La storia, la nostra storia, mi ha improvvisamente irrorato il cervello. E il cuore. Era dunque vero che «El pueblo unido jamas serà vencido», come stavano già cantando per le strade di Santiago dove si stavano riversando i nostri cileni. Questa volta davvero i nostri, più tanti altri – giovanissimi – nati nel frattempo, negli anni in cui del Cile ci eravamo quasi dimenticati.
Le elezioni che nel 1989 avevano riportato il Cile al voto dopo 16 anni di presidenza ottenuta da Pinochet con mezzi più spicci, non era stata una festa. Un sospiro di sollievo, certo, perché il referendum di qualche mese prima aveva deciso che finalmente si sarebbe votato, non, però, un momento di euforia: la dittatura non era stata davvero abbattuta, infatti, e il vecchio generale era rimasto addirittura a capo delle forze armate che avevano operato il golpe.

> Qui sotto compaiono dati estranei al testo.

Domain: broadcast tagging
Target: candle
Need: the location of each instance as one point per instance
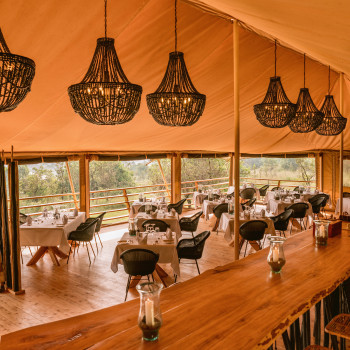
(275, 254)
(322, 231)
(149, 312)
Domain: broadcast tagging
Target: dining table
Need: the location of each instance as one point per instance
(157, 243)
(171, 220)
(50, 235)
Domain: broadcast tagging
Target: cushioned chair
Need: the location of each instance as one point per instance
(263, 190)
(98, 227)
(299, 212)
(138, 262)
(248, 193)
(190, 224)
(162, 225)
(142, 209)
(281, 221)
(177, 206)
(218, 210)
(248, 204)
(192, 248)
(84, 234)
(253, 230)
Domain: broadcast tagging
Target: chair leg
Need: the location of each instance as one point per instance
(98, 235)
(92, 249)
(127, 288)
(197, 267)
(87, 248)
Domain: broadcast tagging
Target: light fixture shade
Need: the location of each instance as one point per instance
(307, 117)
(105, 96)
(16, 76)
(176, 102)
(275, 111)
(333, 122)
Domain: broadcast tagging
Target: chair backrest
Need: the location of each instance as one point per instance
(253, 230)
(275, 188)
(248, 193)
(162, 225)
(219, 209)
(139, 262)
(22, 218)
(142, 209)
(177, 206)
(263, 190)
(299, 210)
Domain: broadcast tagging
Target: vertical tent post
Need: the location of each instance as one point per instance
(236, 131)
(84, 182)
(176, 177)
(341, 110)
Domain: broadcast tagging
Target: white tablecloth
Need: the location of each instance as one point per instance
(198, 198)
(173, 222)
(346, 206)
(167, 252)
(134, 209)
(227, 221)
(47, 234)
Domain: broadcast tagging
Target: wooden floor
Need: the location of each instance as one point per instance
(53, 293)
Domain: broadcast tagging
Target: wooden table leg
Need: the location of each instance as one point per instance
(36, 257)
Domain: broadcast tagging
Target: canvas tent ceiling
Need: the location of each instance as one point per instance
(61, 37)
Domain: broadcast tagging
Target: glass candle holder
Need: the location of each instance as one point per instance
(276, 258)
(321, 232)
(150, 316)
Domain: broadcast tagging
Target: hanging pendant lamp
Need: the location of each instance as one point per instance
(333, 122)
(275, 111)
(16, 76)
(105, 96)
(307, 117)
(176, 102)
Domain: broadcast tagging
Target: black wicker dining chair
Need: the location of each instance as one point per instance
(190, 224)
(192, 248)
(299, 212)
(84, 234)
(177, 206)
(253, 230)
(142, 209)
(138, 262)
(162, 225)
(281, 221)
(98, 227)
(263, 190)
(218, 211)
(248, 193)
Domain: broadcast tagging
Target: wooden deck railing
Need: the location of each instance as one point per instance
(116, 202)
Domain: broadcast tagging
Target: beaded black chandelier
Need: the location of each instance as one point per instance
(16, 76)
(176, 102)
(333, 122)
(275, 111)
(105, 96)
(307, 117)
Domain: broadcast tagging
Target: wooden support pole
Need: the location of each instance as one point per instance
(164, 179)
(72, 186)
(231, 170)
(341, 110)
(176, 178)
(236, 131)
(84, 177)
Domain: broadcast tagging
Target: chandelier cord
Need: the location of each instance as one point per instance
(275, 57)
(304, 71)
(105, 18)
(175, 25)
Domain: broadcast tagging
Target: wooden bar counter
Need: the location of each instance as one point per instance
(239, 306)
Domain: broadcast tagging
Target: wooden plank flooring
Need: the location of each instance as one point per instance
(56, 292)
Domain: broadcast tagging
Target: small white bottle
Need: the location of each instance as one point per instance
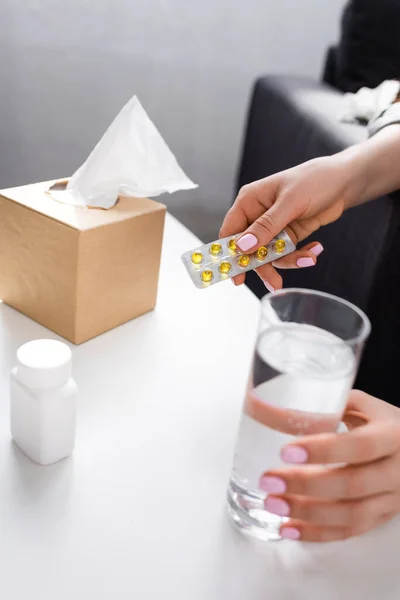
(43, 401)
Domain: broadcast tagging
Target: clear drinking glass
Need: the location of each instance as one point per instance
(305, 362)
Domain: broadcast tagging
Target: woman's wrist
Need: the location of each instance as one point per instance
(372, 168)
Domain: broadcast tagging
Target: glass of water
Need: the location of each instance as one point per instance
(305, 362)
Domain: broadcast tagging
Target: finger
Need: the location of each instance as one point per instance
(268, 225)
(336, 483)
(239, 279)
(270, 277)
(308, 532)
(335, 514)
(306, 257)
(252, 201)
(362, 444)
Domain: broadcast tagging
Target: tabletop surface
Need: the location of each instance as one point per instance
(139, 512)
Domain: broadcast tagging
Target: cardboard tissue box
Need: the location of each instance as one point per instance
(71, 263)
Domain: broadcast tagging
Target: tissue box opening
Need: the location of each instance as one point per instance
(79, 272)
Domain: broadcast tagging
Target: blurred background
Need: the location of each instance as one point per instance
(68, 67)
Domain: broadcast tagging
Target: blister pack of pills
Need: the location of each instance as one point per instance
(220, 260)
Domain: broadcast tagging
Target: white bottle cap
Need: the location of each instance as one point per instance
(44, 364)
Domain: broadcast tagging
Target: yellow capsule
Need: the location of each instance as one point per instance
(215, 249)
(232, 245)
(280, 245)
(244, 261)
(197, 258)
(225, 268)
(262, 253)
(207, 276)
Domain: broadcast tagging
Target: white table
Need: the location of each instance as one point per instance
(139, 511)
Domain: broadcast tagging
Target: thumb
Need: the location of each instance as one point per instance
(266, 227)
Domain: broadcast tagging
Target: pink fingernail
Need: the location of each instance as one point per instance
(305, 262)
(246, 242)
(277, 507)
(295, 454)
(290, 533)
(317, 249)
(269, 287)
(272, 485)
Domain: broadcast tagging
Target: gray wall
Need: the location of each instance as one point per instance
(67, 67)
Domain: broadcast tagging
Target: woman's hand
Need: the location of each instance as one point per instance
(299, 200)
(327, 503)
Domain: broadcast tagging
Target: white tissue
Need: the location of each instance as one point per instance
(131, 159)
(367, 103)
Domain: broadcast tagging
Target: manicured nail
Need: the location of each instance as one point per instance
(277, 507)
(290, 533)
(269, 287)
(246, 242)
(305, 262)
(272, 485)
(317, 249)
(295, 454)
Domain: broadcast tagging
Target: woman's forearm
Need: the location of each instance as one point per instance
(372, 168)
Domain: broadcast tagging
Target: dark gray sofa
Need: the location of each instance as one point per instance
(291, 120)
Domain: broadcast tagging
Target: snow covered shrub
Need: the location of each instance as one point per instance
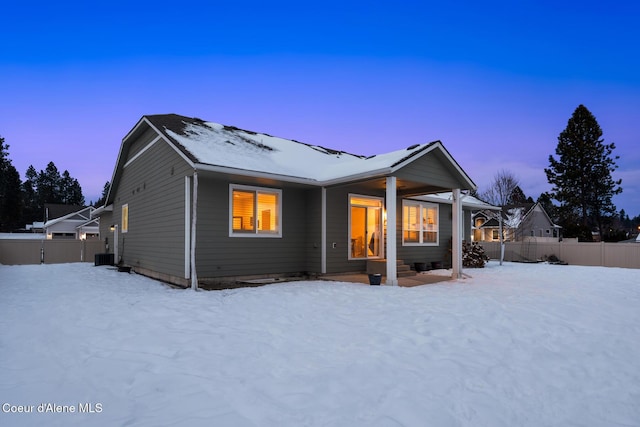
(473, 255)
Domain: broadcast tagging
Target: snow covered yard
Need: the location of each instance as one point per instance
(515, 345)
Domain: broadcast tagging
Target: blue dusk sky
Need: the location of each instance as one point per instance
(496, 82)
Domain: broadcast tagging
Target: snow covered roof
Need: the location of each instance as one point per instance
(468, 201)
(80, 215)
(211, 145)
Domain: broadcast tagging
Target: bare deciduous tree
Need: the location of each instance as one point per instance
(501, 189)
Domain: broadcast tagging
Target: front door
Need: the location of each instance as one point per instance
(365, 227)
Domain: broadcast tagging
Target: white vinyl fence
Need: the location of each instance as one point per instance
(626, 255)
(43, 251)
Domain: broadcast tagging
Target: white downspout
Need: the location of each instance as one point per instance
(323, 233)
(194, 215)
(501, 237)
(392, 256)
(456, 235)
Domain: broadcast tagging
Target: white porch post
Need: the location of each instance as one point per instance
(456, 235)
(392, 268)
(194, 217)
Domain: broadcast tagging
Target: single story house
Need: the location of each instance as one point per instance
(519, 222)
(76, 224)
(193, 200)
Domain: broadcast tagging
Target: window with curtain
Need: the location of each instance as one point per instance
(420, 225)
(255, 211)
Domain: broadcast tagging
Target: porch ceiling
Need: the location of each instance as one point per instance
(405, 187)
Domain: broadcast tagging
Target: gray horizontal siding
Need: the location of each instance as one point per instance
(432, 169)
(219, 255)
(153, 187)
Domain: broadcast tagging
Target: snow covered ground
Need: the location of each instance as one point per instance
(515, 345)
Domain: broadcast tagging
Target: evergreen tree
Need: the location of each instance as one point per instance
(581, 176)
(70, 190)
(517, 196)
(48, 185)
(105, 192)
(10, 195)
(32, 211)
(547, 204)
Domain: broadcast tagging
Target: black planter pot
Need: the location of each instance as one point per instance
(420, 266)
(375, 279)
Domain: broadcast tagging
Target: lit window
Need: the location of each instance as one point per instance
(125, 218)
(255, 211)
(419, 223)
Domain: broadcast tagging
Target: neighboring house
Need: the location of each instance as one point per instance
(519, 222)
(196, 200)
(77, 224)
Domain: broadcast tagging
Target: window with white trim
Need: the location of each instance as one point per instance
(420, 225)
(255, 211)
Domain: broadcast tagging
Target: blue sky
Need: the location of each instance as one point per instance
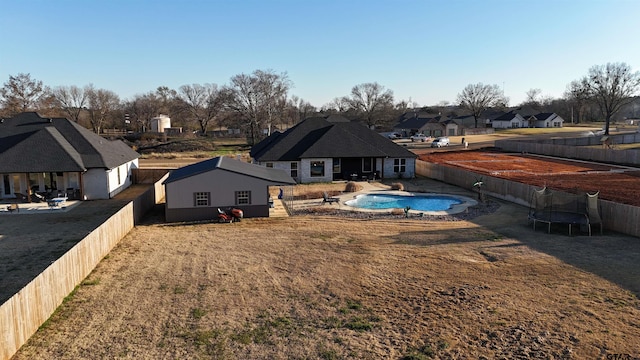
(426, 51)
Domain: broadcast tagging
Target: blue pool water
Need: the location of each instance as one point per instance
(415, 202)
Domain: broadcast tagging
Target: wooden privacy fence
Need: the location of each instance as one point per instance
(578, 148)
(27, 310)
(617, 217)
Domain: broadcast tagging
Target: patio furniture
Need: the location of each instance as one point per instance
(56, 202)
(330, 200)
(21, 197)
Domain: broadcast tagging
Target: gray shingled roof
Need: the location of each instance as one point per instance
(31, 143)
(275, 176)
(506, 117)
(316, 138)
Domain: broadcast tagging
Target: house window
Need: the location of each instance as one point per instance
(7, 184)
(243, 197)
(367, 164)
(201, 199)
(317, 169)
(337, 166)
(399, 165)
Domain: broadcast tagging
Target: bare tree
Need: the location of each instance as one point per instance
(611, 86)
(168, 103)
(577, 96)
(71, 99)
(203, 103)
(21, 93)
(337, 105)
(101, 103)
(371, 101)
(143, 108)
(302, 108)
(258, 99)
(478, 97)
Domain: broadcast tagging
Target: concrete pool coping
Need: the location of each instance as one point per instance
(455, 209)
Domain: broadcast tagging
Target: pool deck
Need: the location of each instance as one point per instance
(420, 186)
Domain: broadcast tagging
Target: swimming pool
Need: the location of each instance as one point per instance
(436, 203)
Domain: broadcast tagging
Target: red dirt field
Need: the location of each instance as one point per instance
(615, 183)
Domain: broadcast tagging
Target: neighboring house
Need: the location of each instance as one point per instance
(420, 123)
(195, 192)
(543, 120)
(323, 149)
(56, 155)
(509, 120)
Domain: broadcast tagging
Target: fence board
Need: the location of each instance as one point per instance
(27, 310)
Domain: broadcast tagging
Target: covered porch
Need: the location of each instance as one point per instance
(40, 186)
(357, 169)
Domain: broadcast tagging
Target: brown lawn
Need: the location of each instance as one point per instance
(615, 183)
(314, 287)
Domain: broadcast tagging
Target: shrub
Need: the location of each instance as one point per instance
(352, 187)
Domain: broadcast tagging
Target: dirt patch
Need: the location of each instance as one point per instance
(615, 183)
(319, 287)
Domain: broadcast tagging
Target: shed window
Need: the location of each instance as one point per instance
(399, 165)
(243, 197)
(367, 164)
(336, 166)
(317, 169)
(201, 199)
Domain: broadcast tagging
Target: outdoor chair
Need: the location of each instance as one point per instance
(330, 200)
(21, 197)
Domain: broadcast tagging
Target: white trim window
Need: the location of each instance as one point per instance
(317, 169)
(399, 165)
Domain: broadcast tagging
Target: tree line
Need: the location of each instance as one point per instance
(262, 100)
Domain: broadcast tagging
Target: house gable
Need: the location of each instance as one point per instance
(41, 139)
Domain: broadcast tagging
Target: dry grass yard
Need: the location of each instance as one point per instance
(324, 287)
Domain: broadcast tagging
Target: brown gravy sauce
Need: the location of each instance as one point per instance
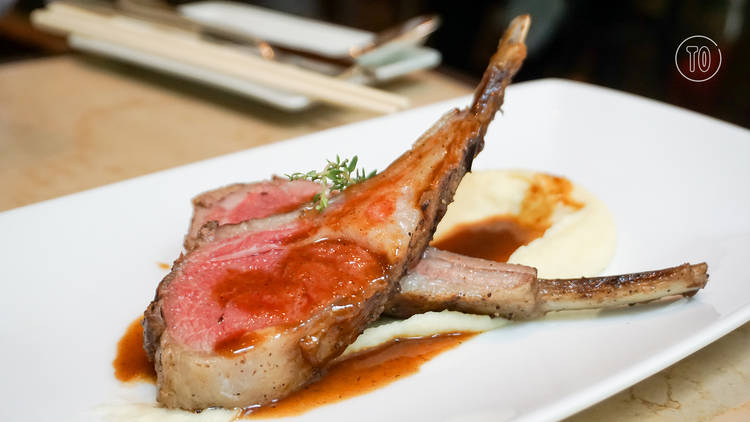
(131, 363)
(361, 373)
(497, 237)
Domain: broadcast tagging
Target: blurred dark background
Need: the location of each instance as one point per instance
(627, 45)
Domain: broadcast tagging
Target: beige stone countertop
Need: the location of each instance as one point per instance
(70, 123)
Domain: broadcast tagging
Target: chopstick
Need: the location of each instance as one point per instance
(188, 48)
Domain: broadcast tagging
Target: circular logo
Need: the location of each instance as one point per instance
(698, 58)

Ero a Santiago quando questo strano passaggio era avvenuto, membro di una delegazione parlamentare europea inviata per l’occasione nella capitale cilena:accoglienza inappuntabile, ma «Attenti – ci era stato raccomandato dai funzionari di Bruxelles che ci accompagnavano – non vi sognate di pronunciare il nome di Allende».
Quando poi, annunciati i risultati che consacravano nuovo presidente il Patricio Alwin, corremmo in strada dove tanta gente si stava già radunando sotto il balcone da cui si affacciava il vincitore, ricordo la tristezza che ci cadde addosso, a me, all’inviato dell’Unità, alle tante migliaia che sfilavano con noi, la gran parte arrivati dalle periferie proletarie, il popolo che era stato perseguitato, ammazzato, imprigionato per aver cercato di resistere a un golpe che contro di loro innanzitutto era stato ordito, cui non veniva riservato alcun tributo, alcun riconoscimento, tutti lì ad applaudire un bravo signore democristiano, capo di una estesissima coalizione in cui nessuno di loro era però rappresentato. E che non poteva citare il nome di Allende!
È durata a lungo la strana transizione cilena. Quando tornai a Santiago quasi vent’anni dopo e per prima cosa corsi alla Moneda, sicura che nel frattempo finalmente ci sarebbe stato un segno visibile di memoria di una delle pagine più drammatiche, e anche più eroica, della storia recente.
Sì, una statua di Salvador Allende ora c’era, ma piccola piccola, e fuori dal Palazzo del governo: dentro avrebbe acquisito un pericoloso significato ufficiale, disdicevole per un presidente che già per via del caschetto che indossava e il fucile che lui stesso imbracciava per difendere la democrazia, aveva violato l’indispensabile decoro necessario alla carica.
Decorosa fu come è noto, invece, la nomina a senatore a vita del generale, che gli ha garantito l’impunità, perduta solo negli ultimi anni della sua vita grazie a un’isolata iniziativa del giudice spagnolo Garzon, e al conseguente voto dell’Audienca Nacional di Madrid, curiosamente accoppiata alla Camera dei Lord britannica, che emanarono un ordine di cattura internazionale nei suoi confronti.
Di questo nuovo presidente del Cile, Gabriel Boric, siamo felici, uno straordinario regalo di Natale. È meglio di quanto avremmo mai potuto sperare: un leader del movimento studentesco, collaudato in una mobilitazione di massa che dura ormai da più di due anni, in coalizione con un buon Partito comunista come quello cileno e altri che ci sembrano bravi.
Il Cile, insieme al Vietnam, sono storia che sentiamo come nostra, tanto sono state parte integranti della nostra militanza. Di cui ci sarebbe ancora bisogno, visto come va il mondo. Intanto ci aiuta a non piagnucolare e a riprendere a cantare «El pueblo unido jamas serà vencido», senza temere stavolta la retorica o la nostalgia, ma in riferimento a un fatto realmente accaduto.